In my office today hangs a sign that says, “First we have to make it overt.” Until we bring the problem out into the open, nothing changes. Every effort we’ve made to monitor and enforce simply drives the problem further underground. If we don’t allow people to come forward and get help without having to risk losing their livelihood; we should expect that high functioning addiction will be salient in the healing and helping professions.

It’s not enough to protect our own. Lawyers, doctors, surgeons and other high paying professionals have the option of going to luxury rehabs tailored to their profession and prevailing personality types. As far as anyone knows they’re simply “on vacation.” The nurse who makes 45k/yr can’t afford to get professional help because s/he can’t risk having a diagnosis of addiction on their health care records (confidentiality is a bit of a myth in a digital world). The pharmacy tech making 20k/yr can’t afford to seek treatment at all.

Addiction requires crossing a series of lines. The illusion of control is maintained by creating a new line that won’t be crossed (rules the addict sets for themselves). As a society we want to believe that we are safe from enemies foreign and domestic. Our collective illusion is the desperate belief that government can protect us, that law enforcement can protect us, and that people who work in health care are indeed healthy.

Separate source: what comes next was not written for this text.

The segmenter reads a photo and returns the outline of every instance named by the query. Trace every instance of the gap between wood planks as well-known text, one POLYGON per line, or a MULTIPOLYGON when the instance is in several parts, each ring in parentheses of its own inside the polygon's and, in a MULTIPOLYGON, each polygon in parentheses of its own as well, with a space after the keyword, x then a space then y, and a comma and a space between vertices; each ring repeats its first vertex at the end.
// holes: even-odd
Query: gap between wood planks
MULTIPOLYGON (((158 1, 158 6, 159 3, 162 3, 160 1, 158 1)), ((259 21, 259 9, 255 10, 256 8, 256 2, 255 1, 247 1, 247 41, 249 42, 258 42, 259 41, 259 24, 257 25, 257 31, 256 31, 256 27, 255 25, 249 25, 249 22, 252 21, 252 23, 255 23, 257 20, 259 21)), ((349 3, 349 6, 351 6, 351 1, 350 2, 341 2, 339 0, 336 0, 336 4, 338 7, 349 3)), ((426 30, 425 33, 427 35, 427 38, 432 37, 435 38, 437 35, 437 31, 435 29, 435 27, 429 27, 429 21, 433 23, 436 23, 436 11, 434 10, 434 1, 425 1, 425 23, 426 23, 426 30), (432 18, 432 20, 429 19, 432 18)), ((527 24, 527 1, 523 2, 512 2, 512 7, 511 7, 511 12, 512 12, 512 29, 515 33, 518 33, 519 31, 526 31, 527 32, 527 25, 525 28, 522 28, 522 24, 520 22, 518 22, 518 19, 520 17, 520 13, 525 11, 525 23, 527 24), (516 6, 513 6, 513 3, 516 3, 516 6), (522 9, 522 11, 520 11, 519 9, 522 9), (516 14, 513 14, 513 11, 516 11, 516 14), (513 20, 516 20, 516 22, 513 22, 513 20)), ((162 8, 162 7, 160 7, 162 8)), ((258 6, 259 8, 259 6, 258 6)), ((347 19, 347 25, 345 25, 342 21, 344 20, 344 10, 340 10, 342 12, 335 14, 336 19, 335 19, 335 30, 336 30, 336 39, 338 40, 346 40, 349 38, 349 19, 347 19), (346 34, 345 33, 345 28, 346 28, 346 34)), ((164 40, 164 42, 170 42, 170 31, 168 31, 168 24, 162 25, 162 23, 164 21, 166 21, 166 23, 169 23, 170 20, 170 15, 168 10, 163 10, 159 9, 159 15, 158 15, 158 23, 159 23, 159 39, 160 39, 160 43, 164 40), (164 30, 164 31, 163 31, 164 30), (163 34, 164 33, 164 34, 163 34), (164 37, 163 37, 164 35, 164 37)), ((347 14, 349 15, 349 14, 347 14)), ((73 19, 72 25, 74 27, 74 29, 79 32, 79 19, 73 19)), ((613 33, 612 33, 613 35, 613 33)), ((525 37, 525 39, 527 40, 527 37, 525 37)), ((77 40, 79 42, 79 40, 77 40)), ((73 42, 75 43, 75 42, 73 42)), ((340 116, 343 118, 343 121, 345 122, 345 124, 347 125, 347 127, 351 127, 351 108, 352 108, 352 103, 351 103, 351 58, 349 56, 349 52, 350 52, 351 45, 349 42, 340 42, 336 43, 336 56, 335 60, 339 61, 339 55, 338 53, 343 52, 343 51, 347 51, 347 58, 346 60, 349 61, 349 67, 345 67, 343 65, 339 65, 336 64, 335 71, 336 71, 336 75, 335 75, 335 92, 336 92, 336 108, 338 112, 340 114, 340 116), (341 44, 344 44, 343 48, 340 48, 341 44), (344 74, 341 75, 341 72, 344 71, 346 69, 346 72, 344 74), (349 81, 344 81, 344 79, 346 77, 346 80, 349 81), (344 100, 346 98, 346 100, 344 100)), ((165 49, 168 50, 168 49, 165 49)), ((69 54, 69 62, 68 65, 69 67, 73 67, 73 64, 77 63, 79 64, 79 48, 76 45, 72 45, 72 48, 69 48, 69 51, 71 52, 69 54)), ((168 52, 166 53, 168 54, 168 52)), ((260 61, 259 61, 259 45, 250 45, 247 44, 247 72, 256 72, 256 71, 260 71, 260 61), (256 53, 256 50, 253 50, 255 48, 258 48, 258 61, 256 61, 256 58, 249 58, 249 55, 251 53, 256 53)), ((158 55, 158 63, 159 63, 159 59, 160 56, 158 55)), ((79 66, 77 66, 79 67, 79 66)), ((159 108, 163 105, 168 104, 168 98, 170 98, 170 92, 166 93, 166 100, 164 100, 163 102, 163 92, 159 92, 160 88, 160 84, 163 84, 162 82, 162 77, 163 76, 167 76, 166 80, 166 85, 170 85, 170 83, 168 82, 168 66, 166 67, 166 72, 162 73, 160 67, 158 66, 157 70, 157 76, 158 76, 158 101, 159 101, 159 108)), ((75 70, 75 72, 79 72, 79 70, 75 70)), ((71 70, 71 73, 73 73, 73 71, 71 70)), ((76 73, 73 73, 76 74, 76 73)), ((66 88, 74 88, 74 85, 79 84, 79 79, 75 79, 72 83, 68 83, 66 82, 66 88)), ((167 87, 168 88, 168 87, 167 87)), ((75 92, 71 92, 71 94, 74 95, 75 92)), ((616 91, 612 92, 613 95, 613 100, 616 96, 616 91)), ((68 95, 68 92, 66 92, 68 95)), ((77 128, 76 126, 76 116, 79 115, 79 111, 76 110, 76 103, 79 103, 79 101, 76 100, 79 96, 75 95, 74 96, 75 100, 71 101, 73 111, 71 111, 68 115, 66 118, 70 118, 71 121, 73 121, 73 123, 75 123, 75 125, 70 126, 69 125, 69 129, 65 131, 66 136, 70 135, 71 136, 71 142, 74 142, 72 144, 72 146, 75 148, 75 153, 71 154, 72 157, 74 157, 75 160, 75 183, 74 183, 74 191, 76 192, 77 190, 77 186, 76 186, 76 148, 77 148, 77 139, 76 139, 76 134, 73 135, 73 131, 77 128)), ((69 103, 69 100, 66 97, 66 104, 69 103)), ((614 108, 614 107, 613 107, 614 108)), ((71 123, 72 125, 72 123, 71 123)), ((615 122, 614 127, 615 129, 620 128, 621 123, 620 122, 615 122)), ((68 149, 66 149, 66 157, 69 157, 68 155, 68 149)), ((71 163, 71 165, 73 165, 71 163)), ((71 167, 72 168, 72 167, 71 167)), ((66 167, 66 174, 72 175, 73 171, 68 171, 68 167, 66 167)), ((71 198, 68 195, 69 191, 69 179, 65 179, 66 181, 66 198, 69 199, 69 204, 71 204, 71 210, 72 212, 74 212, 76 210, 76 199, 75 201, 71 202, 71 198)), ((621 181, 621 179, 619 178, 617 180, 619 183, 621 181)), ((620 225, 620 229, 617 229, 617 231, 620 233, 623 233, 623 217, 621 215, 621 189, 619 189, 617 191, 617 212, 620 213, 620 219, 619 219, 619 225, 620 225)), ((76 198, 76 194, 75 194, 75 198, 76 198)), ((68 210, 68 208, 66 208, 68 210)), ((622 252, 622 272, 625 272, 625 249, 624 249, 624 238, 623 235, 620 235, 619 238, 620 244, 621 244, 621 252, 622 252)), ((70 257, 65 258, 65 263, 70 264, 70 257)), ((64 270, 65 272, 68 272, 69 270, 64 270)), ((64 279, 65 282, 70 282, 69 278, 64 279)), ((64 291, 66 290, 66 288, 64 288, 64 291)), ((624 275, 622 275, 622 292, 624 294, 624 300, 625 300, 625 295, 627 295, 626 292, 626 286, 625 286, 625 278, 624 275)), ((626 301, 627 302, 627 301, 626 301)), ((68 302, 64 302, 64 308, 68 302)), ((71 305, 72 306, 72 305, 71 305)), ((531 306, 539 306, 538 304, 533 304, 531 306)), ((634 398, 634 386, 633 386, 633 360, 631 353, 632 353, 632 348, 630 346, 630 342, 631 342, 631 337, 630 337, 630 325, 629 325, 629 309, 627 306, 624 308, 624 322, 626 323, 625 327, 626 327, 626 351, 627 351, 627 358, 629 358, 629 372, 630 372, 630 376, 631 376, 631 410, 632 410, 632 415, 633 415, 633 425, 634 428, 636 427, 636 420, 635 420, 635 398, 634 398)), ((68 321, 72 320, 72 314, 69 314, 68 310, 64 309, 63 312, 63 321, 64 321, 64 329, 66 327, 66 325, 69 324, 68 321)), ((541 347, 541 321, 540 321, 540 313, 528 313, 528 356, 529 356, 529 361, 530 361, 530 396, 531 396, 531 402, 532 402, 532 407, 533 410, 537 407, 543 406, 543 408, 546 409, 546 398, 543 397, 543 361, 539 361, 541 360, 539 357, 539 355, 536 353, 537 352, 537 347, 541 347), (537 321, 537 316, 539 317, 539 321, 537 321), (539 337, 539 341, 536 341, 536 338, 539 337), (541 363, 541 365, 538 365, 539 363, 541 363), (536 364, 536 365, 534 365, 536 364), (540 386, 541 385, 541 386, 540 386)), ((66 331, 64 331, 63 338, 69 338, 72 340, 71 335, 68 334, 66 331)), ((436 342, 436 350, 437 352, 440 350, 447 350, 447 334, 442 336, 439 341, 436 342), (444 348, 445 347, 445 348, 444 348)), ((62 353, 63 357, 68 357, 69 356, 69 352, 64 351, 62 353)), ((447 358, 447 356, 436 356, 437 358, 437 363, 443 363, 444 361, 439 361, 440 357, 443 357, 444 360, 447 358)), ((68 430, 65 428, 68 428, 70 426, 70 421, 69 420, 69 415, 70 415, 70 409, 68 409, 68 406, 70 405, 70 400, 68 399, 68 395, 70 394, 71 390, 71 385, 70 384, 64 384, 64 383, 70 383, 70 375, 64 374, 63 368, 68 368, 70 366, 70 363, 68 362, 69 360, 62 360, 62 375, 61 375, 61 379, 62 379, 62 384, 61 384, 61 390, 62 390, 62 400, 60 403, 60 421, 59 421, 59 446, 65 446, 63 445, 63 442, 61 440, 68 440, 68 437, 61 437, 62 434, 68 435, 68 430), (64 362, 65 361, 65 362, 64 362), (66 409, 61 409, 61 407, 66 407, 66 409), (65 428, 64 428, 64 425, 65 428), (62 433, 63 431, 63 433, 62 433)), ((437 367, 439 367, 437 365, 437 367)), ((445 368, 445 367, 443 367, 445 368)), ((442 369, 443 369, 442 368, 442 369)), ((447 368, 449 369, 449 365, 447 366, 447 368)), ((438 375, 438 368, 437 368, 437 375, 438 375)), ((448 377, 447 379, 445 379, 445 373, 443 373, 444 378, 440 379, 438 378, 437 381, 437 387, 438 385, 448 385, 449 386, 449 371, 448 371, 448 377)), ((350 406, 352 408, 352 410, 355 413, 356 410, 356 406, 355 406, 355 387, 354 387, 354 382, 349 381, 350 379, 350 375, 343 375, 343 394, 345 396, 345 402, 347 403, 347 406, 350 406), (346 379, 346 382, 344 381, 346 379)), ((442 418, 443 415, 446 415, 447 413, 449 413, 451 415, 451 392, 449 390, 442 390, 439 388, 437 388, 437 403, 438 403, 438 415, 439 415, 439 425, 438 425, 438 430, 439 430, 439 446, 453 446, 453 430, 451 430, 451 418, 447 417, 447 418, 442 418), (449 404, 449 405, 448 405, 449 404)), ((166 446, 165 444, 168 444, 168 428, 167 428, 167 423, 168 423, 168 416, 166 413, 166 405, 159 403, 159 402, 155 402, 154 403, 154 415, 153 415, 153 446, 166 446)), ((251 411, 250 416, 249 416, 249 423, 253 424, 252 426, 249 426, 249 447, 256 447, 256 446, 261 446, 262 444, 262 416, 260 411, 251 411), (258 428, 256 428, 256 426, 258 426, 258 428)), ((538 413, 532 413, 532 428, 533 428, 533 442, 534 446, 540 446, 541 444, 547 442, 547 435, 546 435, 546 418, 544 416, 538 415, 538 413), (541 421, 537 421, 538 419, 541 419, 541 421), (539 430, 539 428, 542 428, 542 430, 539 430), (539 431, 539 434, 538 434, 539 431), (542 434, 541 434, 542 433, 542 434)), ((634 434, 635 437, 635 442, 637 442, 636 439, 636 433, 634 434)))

We’re not. They can’t. The enemy is a disease that flourishes when hidden and it’s growing.

Cynicism is a lousy defense. We know that addiction is increasingly salient and our response is to become progressively desensitized. We’re no longer surprised when people fall from grace. We expect it. Yet we continue to place them on pedestals and afford them no safety net.

The World Health Organization, the American Medical Association, The Center for Disease Control & Prevention and countless other respected authorities recognize that addiction is a disease. We don’t expect people to maintain their professional duties when they’re debilitated by other diseases and we would never think of stigmatizing them. Addiction stands alone as a disease that will get you shunned and criminalized before it takes everything else from you.

Between now and the time we wake up systemically, the only reasonable response is radical use of loop holes. If addiction can flourish underground then treatment and recovery can too. Let’s take extra steps to ensure confidentiality. Let’s make use of “life coaching (can be done by trained professionals)” and “recovery coaching (often available free of charge)” and other efforts that aren’t subject to licensing and reporting. Let’s step up organizationally and as employers and provide peer recovery on site that ensure anonymity. Let’s find ways to allow for leave time for “health conditions.”

All of current efforts are designed to protect the public. Until we protect those impacted by this disease we can’t overcome. AA & NA are the real experts in these matters and as they say, “Remember that we deal with alcohol (and other drugs), cunning, baffling, powerful!